Civilized man’s very existence has set him against the gods. His idols, his projects, acts of open war against the gods of the earth. Civilization itself is a state of unending war against the earth. It is a pyrrhic war, no doubt. The gods have existed long before the emergence of man, and will continue to do so long after he has been wiped from the earth by the gods for his arrogance. Man cannot and will not outlast the gods, for the ways of the gods are older than the ways of men, and have been shaped through the eons in blood, stone, fire, air, and water. Despite his perceptions from his position atop the ruins of the world, he remains yet a plaything before the great and cosmic forces of the gods. Men of the past have understood their position before the gods. They knew that their existence was granted by the grace of the gods. Their existence constituted a balance set by the relations between mortals, and the gods, and between the earth and sky.

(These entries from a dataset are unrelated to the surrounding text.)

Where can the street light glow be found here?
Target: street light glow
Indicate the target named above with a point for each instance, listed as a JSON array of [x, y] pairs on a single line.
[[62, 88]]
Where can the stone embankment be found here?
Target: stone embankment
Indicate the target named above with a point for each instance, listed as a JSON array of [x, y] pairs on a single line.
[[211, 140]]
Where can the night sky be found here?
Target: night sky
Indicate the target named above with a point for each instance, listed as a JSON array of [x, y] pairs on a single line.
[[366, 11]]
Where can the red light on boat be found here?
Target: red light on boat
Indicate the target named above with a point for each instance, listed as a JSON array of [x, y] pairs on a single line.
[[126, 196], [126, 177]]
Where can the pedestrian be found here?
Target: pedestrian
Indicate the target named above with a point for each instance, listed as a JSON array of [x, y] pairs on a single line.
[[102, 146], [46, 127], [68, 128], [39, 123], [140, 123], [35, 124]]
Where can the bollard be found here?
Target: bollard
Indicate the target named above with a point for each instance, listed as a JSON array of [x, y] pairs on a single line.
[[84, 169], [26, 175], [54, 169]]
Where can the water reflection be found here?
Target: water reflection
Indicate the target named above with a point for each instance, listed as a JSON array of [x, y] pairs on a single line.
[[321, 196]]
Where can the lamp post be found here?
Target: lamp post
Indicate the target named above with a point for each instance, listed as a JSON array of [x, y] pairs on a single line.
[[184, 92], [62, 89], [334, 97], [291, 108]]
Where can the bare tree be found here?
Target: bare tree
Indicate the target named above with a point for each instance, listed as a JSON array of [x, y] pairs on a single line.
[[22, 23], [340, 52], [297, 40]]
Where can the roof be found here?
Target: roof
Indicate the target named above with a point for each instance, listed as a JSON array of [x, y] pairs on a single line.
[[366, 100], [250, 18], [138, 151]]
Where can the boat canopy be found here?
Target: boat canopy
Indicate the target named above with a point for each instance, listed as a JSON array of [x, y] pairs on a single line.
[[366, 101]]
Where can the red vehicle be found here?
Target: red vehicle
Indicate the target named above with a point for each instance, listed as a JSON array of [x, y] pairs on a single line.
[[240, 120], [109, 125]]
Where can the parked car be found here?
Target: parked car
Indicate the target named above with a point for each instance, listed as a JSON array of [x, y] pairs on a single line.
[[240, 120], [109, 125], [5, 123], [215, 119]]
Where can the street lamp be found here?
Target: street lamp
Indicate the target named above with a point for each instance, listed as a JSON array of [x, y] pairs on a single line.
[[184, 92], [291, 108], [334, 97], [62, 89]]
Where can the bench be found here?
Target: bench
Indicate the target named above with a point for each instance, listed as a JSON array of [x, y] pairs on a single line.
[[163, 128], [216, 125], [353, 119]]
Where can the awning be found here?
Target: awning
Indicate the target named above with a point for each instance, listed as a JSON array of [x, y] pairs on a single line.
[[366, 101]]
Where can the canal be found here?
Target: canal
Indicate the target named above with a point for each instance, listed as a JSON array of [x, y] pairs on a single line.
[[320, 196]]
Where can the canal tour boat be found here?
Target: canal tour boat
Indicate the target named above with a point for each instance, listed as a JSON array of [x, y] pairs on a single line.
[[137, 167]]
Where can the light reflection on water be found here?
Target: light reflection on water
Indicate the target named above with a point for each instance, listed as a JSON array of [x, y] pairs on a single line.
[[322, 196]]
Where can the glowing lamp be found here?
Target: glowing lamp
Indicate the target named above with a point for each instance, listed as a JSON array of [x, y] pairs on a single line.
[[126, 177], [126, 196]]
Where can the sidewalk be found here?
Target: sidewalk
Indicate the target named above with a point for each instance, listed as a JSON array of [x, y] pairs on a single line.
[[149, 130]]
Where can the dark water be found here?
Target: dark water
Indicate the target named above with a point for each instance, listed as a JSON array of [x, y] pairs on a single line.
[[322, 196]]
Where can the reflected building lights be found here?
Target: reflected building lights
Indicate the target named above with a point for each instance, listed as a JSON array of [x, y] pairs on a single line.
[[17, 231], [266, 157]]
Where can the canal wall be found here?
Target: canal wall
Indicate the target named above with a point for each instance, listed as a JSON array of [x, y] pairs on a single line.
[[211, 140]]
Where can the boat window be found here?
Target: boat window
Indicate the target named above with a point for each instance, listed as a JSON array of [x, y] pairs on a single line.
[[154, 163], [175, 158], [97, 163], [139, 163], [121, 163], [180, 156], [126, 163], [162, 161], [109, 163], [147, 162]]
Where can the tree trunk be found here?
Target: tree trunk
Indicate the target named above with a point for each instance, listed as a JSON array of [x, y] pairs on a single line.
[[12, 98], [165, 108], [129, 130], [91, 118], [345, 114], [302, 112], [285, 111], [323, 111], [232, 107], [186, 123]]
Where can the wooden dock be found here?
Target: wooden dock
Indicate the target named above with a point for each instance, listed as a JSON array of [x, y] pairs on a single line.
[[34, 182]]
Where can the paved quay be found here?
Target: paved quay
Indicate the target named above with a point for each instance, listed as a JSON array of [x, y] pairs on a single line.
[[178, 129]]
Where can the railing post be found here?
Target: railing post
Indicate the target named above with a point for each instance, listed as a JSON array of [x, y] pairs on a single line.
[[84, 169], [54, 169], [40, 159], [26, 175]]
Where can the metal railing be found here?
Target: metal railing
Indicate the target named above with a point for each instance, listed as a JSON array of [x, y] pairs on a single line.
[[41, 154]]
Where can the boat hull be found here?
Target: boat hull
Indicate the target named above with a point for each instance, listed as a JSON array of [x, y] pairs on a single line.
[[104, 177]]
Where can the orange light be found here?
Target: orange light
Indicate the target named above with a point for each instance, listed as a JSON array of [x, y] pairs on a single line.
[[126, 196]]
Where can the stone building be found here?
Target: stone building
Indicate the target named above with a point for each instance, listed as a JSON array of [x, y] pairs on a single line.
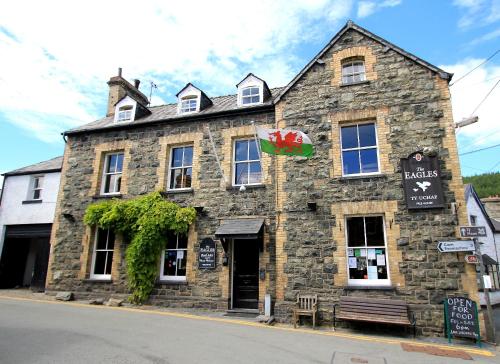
[[334, 224]]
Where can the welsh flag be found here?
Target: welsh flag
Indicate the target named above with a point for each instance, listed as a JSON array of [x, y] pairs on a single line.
[[285, 142]]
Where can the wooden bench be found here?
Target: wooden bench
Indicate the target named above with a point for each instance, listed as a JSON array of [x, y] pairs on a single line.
[[374, 310], [307, 305]]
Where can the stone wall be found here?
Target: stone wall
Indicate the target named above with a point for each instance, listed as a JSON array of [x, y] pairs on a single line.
[[411, 110], [145, 167]]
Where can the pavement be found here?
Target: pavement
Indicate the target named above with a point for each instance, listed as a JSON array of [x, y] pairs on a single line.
[[36, 329]]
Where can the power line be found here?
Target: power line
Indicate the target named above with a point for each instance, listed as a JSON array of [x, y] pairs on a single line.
[[488, 94], [478, 150], [475, 68]]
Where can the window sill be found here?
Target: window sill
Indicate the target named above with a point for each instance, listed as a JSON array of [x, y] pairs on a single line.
[[27, 202], [172, 283], [363, 176], [248, 187], [97, 197], [355, 83], [379, 288], [179, 191]]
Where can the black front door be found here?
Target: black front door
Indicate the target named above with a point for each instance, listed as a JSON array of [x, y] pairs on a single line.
[[246, 274]]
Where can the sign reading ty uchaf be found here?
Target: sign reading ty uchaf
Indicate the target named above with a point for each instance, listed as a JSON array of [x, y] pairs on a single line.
[[207, 254], [422, 182]]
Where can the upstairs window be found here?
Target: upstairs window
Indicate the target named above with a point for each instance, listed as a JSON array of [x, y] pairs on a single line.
[[102, 259], [250, 95], [247, 168], [125, 113], [366, 251], [189, 104], [35, 192], [112, 175], [174, 258], [359, 149], [353, 71], [181, 168]]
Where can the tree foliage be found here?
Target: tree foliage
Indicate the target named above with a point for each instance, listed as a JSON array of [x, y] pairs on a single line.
[[144, 222], [487, 184]]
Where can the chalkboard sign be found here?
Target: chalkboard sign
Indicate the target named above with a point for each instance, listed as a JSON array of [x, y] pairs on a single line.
[[207, 254], [461, 318], [422, 181]]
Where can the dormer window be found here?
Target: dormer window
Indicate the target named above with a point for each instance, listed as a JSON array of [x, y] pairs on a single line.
[[252, 91], [125, 113], [189, 104], [250, 95]]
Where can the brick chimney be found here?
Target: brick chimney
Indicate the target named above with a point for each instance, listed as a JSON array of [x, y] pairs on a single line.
[[119, 87]]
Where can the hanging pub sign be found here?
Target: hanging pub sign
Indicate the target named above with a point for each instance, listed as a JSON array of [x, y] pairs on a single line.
[[461, 318], [207, 254], [422, 181]]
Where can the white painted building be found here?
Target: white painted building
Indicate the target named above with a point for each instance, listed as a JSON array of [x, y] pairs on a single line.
[[490, 244], [27, 207]]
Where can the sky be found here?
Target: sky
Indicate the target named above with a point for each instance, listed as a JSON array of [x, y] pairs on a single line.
[[56, 58]]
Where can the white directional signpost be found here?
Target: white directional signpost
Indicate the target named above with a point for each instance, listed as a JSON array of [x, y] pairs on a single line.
[[452, 246], [475, 232]]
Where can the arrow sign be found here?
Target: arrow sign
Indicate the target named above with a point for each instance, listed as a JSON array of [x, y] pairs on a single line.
[[472, 231], [451, 246]]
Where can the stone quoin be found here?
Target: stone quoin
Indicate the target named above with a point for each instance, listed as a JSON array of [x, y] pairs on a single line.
[[334, 224]]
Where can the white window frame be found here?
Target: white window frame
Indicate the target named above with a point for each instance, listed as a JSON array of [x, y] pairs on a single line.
[[245, 161], [175, 278], [367, 282], [32, 188], [125, 113], [94, 255], [259, 94], [351, 63], [107, 158], [188, 99], [170, 168], [357, 124]]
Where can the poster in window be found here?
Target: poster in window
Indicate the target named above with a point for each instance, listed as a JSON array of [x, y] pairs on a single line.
[[422, 181]]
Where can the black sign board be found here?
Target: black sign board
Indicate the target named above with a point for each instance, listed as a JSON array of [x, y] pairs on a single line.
[[472, 231], [461, 318], [207, 254], [422, 181]]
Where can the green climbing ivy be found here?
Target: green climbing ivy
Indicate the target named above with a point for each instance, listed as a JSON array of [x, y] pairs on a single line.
[[144, 222]]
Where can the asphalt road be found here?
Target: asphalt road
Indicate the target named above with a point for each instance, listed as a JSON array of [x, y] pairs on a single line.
[[44, 332]]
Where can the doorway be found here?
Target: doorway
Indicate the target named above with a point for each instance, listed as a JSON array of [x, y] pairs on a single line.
[[245, 274]]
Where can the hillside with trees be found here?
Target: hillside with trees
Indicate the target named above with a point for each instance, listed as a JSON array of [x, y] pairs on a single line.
[[487, 184]]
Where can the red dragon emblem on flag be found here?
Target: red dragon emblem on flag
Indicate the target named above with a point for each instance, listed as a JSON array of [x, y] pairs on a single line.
[[290, 142]]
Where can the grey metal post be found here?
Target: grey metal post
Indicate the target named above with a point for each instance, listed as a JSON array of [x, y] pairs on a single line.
[[490, 326]]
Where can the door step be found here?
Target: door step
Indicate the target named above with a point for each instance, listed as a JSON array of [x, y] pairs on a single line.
[[242, 312]]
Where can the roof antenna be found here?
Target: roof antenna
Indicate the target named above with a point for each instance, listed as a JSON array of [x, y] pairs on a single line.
[[153, 85]]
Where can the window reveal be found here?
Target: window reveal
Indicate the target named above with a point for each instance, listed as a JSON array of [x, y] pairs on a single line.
[[359, 149], [247, 168], [366, 249], [112, 175], [181, 167]]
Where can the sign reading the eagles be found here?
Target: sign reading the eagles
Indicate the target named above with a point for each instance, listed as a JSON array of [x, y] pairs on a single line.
[[422, 181]]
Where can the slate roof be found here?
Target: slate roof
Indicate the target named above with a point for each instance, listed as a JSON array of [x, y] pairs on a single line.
[[221, 104], [239, 227], [51, 165]]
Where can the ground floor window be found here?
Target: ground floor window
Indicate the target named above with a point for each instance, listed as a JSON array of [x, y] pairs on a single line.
[[102, 259], [366, 251], [174, 258]]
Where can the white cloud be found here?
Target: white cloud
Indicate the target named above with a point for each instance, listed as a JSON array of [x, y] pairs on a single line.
[[466, 96], [57, 57], [367, 8]]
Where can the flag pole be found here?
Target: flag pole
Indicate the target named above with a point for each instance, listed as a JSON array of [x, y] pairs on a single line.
[[258, 149]]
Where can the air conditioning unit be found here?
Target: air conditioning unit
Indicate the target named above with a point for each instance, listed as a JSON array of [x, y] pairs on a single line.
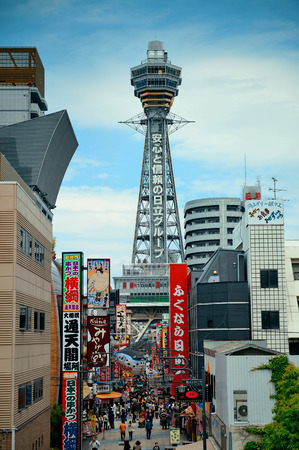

I do not suspect that the gods will have us back. We have done too much. Wrought too much madness upon the earth. It seems to me that the wrath of the gods which we have wrought by our foolishness will spare no one. The great violence to befall man is his reckoning for thousands of years of transgressions against the gods. The great catastrophes, the chaos, the violent angels of wild gods are our bloody purification. Do not lament it. Do not pity it. You will not come out alive, but it may help to open ourselves from the arrogance of our modern solipsism and out onto the grand beauty of the world, as some of those before us were able to. To see with old eyes and to recognize our place among the ten thousand things. It is not a vision of hope or comfort. Both are for fools. But there is perhaps a certain salvation in recognizing our own place in this grand theology of the earth. Perhaps the only salvation.